Check if one string is a prefix of another
Asked Answered
H

14

64

I have two strings which I'd like to compare: String and String:. Is there a library function that would return true when passed these two strings, but false for say String and OtherString?

To be precise, I want to know whether one string is a prefix of another.
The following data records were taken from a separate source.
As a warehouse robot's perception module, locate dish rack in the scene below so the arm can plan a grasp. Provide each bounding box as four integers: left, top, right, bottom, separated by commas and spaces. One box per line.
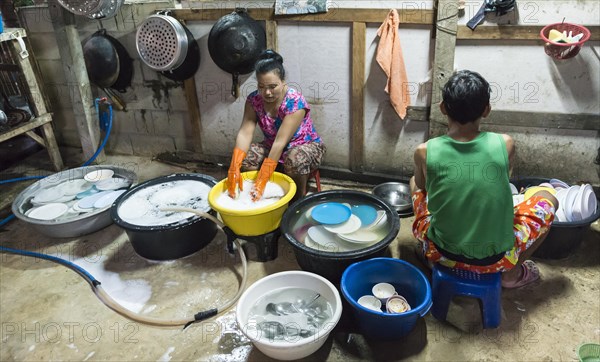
0, 28, 63, 171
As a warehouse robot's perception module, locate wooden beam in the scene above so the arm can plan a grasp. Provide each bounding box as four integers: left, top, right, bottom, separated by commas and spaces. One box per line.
171, 8, 434, 25
48, 0, 105, 163
429, 0, 458, 138
407, 105, 600, 131
183, 77, 202, 153
481, 110, 600, 131
456, 25, 600, 42
265, 20, 278, 51
350, 22, 367, 172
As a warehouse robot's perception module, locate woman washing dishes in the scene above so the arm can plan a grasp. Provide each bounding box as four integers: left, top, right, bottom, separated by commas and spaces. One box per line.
227, 50, 326, 201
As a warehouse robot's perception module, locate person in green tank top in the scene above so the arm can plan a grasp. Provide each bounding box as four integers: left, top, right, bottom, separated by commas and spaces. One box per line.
410, 70, 558, 288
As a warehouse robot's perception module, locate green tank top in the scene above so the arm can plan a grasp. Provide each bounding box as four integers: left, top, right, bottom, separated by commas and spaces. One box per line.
425, 132, 514, 259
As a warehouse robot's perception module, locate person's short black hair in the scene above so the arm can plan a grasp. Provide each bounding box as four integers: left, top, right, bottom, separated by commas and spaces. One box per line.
254, 49, 285, 80
442, 70, 490, 124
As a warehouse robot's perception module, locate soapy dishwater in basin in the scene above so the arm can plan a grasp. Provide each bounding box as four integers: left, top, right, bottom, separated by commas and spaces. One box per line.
216, 180, 285, 211
246, 287, 333, 342
118, 180, 211, 226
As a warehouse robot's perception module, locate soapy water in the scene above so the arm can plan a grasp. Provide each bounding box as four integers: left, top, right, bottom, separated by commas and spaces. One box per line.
215, 180, 285, 211
246, 288, 333, 342
118, 180, 211, 226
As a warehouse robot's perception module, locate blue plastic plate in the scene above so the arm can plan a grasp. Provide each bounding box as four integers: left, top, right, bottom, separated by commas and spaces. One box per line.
352, 205, 377, 226
310, 202, 352, 225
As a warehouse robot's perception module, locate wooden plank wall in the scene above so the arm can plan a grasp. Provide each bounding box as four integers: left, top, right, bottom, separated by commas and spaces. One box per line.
172, 6, 600, 173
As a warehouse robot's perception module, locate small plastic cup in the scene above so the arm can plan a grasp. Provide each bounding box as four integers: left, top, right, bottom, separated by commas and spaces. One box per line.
358, 295, 381, 312
371, 283, 397, 304
385, 294, 411, 314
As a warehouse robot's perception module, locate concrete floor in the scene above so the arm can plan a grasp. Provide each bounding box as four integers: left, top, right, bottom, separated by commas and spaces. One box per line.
0, 150, 600, 361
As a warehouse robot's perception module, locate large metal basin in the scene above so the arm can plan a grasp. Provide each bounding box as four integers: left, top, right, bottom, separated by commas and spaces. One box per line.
12, 165, 137, 238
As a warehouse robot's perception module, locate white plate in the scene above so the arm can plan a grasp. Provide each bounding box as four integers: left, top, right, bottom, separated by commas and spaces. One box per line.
571, 186, 583, 221
581, 184, 598, 219
32, 187, 65, 204
77, 191, 113, 209
324, 214, 362, 234
556, 189, 568, 222
563, 185, 580, 221
308, 225, 335, 248
338, 229, 380, 244
94, 190, 126, 209
83, 168, 115, 182
94, 177, 129, 191
363, 210, 387, 230
548, 178, 569, 189
27, 202, 69, 220
57, 178, 94, 198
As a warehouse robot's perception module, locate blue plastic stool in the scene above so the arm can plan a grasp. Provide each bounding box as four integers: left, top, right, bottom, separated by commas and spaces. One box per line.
431, 263, 502, 328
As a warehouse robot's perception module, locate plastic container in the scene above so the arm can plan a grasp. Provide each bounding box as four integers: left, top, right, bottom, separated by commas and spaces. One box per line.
341, 258, 433, 340
540, 23, 591, 60
281, 190, 400, 284
577, 343, 600, 362
208, 171, 296, 236
511, 177, 600, 259
12, 165, 138, 238
236, 271, 342, 360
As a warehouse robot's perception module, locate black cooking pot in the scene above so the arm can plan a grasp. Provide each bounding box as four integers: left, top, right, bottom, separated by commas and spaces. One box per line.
83, 29, 133, 92
160, 24, 200, 81
110, 174, 217, 260
208, 9, 267, 98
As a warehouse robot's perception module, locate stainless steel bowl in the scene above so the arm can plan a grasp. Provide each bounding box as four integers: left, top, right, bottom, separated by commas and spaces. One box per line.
12, 165, 137, 238
372, 182, 412, 212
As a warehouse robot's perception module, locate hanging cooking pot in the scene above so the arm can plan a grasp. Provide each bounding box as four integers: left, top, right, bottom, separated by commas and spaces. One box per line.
83, 29, 133, 110
58, 0, 124, 19
208, 8, 267, 98
135, 12, 200, 81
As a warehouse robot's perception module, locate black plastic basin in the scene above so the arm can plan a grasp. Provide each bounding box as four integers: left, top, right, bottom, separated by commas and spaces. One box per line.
280, 190, 400, 285
110, 174, 217, 260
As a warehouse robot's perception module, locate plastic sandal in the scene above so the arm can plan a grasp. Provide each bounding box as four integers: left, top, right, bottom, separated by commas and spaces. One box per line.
502, 260, 540, 289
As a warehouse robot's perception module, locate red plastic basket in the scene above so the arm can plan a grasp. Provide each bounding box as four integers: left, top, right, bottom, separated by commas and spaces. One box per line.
540, 23, 591, 60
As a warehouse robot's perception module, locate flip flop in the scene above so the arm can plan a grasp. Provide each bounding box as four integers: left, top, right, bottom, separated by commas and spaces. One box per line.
502, 260, 540, 289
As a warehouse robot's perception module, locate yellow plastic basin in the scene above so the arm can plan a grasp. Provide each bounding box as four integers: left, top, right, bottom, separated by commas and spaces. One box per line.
208, 171, 296, 236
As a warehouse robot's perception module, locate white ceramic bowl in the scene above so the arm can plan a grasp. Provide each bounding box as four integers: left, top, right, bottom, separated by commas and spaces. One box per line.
236, 271, 342, 360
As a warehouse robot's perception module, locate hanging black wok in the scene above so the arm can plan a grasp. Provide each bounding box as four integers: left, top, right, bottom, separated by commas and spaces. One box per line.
83, 29, 133, 92
208, 9, 267, 98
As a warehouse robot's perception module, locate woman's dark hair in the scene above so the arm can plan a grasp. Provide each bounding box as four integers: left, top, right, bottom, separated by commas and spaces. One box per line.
442, 70, 490, 124
254, 49, 285, 80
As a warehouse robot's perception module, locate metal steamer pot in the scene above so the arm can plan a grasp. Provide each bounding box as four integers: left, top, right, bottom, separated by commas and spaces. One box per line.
208, 9, 267, 98
135, 12, 200, 81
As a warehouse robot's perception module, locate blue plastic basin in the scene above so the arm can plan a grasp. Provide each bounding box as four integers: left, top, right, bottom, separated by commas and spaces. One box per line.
341, 258, 432, 340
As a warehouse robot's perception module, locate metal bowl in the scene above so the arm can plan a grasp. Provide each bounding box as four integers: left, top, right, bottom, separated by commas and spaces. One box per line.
372, 182, 412, 212
12, 165, 137, 238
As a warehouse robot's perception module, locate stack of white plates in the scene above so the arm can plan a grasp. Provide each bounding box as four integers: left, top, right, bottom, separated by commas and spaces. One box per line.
556, 184, 598, 222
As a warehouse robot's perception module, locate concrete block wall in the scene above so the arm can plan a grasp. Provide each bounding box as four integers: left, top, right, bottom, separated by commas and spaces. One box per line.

Heliopolis answered 27/10, 2011 at 9:9 Comment(10)
what about using good old string.compare()?Parlormaid
you mean comparing first N characters?Septal
@Septal That would be ok, would be nice if it did it for me so I didn't need to go through the faff of working out n.Heliopolis
Well, strictly speaking one function which satisfies your requirements is the == operator. ;-)Hammel
@FrerichRaabe: no, it doesn't, he does not want to check whether they are the same, but rather whether they share a prefixPurifoy
@DavidRodríguez-dribeas: As it turns out he doesn't want to check whether they share a prefix, but whether one is a prefix of the other (I got two downvotes for not guessing that).Okeechobee
@BjörnPollex Sorry for the downvotes... some people are just too trigger happy with the downvote, the original question was not clear, and the third comment here seemed to indicate that N was an unknown (while if you are looking for a prefix, it is quite well-known!)Purifoy
@David Rodríguez - dribeas: My tongue-in-cheek response was aimed at the sentence "Is there a library function that would return true when passed these two strings (but false for say String and OtherString)?" in the question. That's why I wrote the smiley at the end. ;-)Hammel
The question was quite clear from the examples before the edit that made it explicit. == does not return true for 'String' and 'String:', "strictly" speaking or otherwise.Chladek
Isn't this a dup of (part of) #1878501 ? The answer to that one is better than any of the ones here so far.Acetyl
N
66

Use std::mismatch. Pass in the shorter string as the first iterator range and the longer as the second iterator range. The return is a pair of iterators, the first is the iterator in the first range and the second, in the second rage. If the first is end of the first range, then you know the the short string is the prefix of the longer string e.g.

std::string foo("foo");
std::string foobar("foobar");

auto res = std::mismatch(foo.begin(), foo.end(), foobar.begin());

if (res.first == foo.end())
{
  // foo is a prefix of foobar.
}
Nalda answered 27/10, 2011 at 9:23 Comment(7)
+1, and this can actually be extended to test share a prefix rather than is a prefix by comparing the result against begin() rather than end (and can get the actual length of the common prefix too, by substracting)Purifoy
+1, but This is dangerous if the second string is shorter because you would iterate past its end. it is therefore needed to check that foo.size() <= foobar.size().Dumas
@Benoit, yip; the thing that bemuses me is that they could have so easily accepted an end for the second iterator and save us having to do the check before...Nalda
maybe because it sometimes happen that you compare distinct containers, you know that the first one is shorter than the second one for sure, but computing the size or an end iterator in the second container would be time-consuming.Dumas
This is neat, but James Kanze's solution of using std::equal is simpler.Nasa
@Dumas Note, I think your concern regarding size has been addressed in C++14. See comments on Return Value for mismatch.Fining
No need for mismatch() on iterators, just use compare().Agbogla
K
28

This is both efficient and convenient:

str.compare(0, pre.size(), pre) == 0

compare is fast because it uses the fast traits::compare method and doesn't have to copy any data.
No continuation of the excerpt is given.